Bref, la politique mise en œuvre est mauvaise, tant quantitativement que qualitativement. Le budget est insuffisant, bien en deçà des objectifs, et très préoccupant quant aux conséquences qu’il aura sur les demandeurs d’asile.

M. Claude Guéant, ministre de l’intérieur, de l’outre-mer, des collectivités territoriales et de l’immigration. Monsieur Rochebloine, par définition, on ne peut faire le recensement des irréguliers. Je peux dire cependant que le nombre des bénéficiaires de l’aide médicale d’État s’élève à 210 000. Cela nous donne une indication intéressante, mais non exhaustive. Quant à la proportion de personnes en situation irrégulière quittant notre territoire de façon volontaire avec le bénéfice de l’aide au retour, elle est de l’ordre de 30 %.

Monsieur Valax, l’augmentation de 11 % du nombre des demandeurs d’asile porte sur les neuf premiers mois de l’année 2011 et ne peut donc pas correspondre aux indications figurant sur des documents qui traitent de périodes antérieures.

Monsieur Bouchet, on peut distinguer plusieurs types de regroupements familiaux. Au total, 80 000 personnes bénéficient chaque année d’une procédure ou d’une autre, 50 000 du fait d’un regroupement pour rejoindre un conjoint français, 15 000 pour rejoindre un conjoint étranger installé régulièrement sur notre territoire, et 15 000 au titre des liens personnels et familiaux. S’agissant du regroupement familial, qui permet à des conjoints étrangers de se retrouver sur notre territoire, le législateur a rendu la procédure plus rigoureuse, en prenant en compte notamment la réalité des ressources et les conditions de logement. De ce fait, le nombre des autorisations de séjour à ce titre a diminué en quelques années de 25 000 à 15 000. Pour les autres procédures, nous avons encore des progrès à faire.
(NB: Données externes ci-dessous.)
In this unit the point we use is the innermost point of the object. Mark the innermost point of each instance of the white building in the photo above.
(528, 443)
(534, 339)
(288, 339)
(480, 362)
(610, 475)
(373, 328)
Vous m’avez demandé si les crédits prévus pour lutter contre l’immigration illégale étaient suffisants : oui, ils le sont. L’an prochain, l’objectif de reconduite à la frontière de personnes en situation irrégulière sera, comme pour cette année, de l’ordre de 30 000.

Pour répondre à M. Goldberg, qui m’a interrogé sur Mayotte, 5 000 clandestins ont été renvoyés aux Comores en deux ans, ce qui traduit l’importance des flux. Le centre de rétention de Mayotte sera livré avant la fin 2014. Il permettra bien l’hébergement de 60 personnes.
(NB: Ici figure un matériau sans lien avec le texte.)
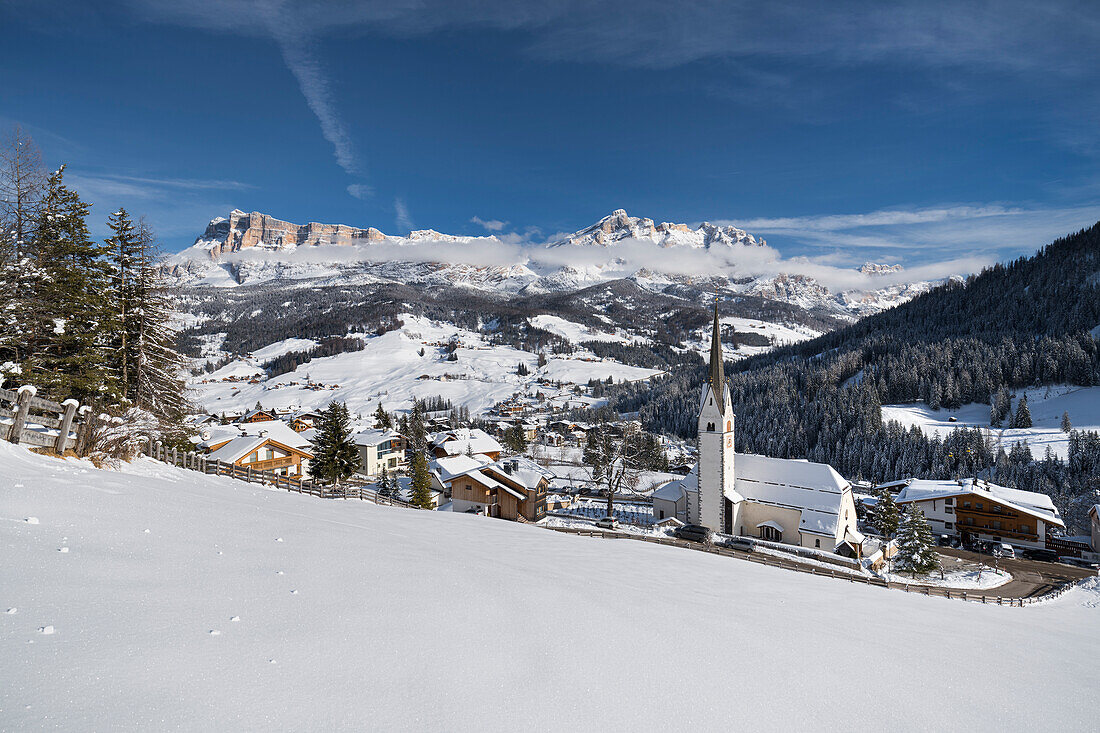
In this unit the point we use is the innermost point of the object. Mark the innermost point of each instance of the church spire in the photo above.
(717, 376)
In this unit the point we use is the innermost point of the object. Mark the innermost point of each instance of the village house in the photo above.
(974, 510)
(513, 489)
(464, 440)
(380, 449)
(795, 502)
Je ne puis vous répondre dans le détail sur les délais de la naturalisation, n’ayant pas de documents sous les yeux. Je puis cependant vous dire de façon certaine qu’ils se sont beaucoup raccourcis grâce à la procédure déconcentrée.

En ce qui concerne les aidants au regard de l’accès à la nationalité, la pratique est d’ajourner de trois à cinq ans les décisions en vue d’une naturalisation.

Je suis dans l’incapacité de répondre à toutes les questions de M. Carayon, mais je les juge très pertinentes. Il est légitime que la Commission des finances se les pose. Je m’efforcerai de vous apporter des réponses précises. Pour l’heure, je peux vous indiquer que le coût d’une journée de CADA s’élève à 25 euros et celui d’une journée en hébergement d’urgence à 15 euros. Quant à l’allocation temporaire, elle s’élève à 11 euros par jour et par personne.

Mme Béatrice Pavy, présidente. C’est moins cher à Paris qu’en province.

M. Claude Guéant, ministre de l’intérieur, de l’outre-mer, des collectivités territoriales et de l’immigration. Je précise que le ministère de l’intérieur n’accorde de subventions qu’à des associations qui gèrent par convention des établissements, qu’il s’agisse de CADA ou de CRA.

Enfin monsieur Dufau, les personnes hébergées en CHRS bénéficient aussi de l’allocation temporaire.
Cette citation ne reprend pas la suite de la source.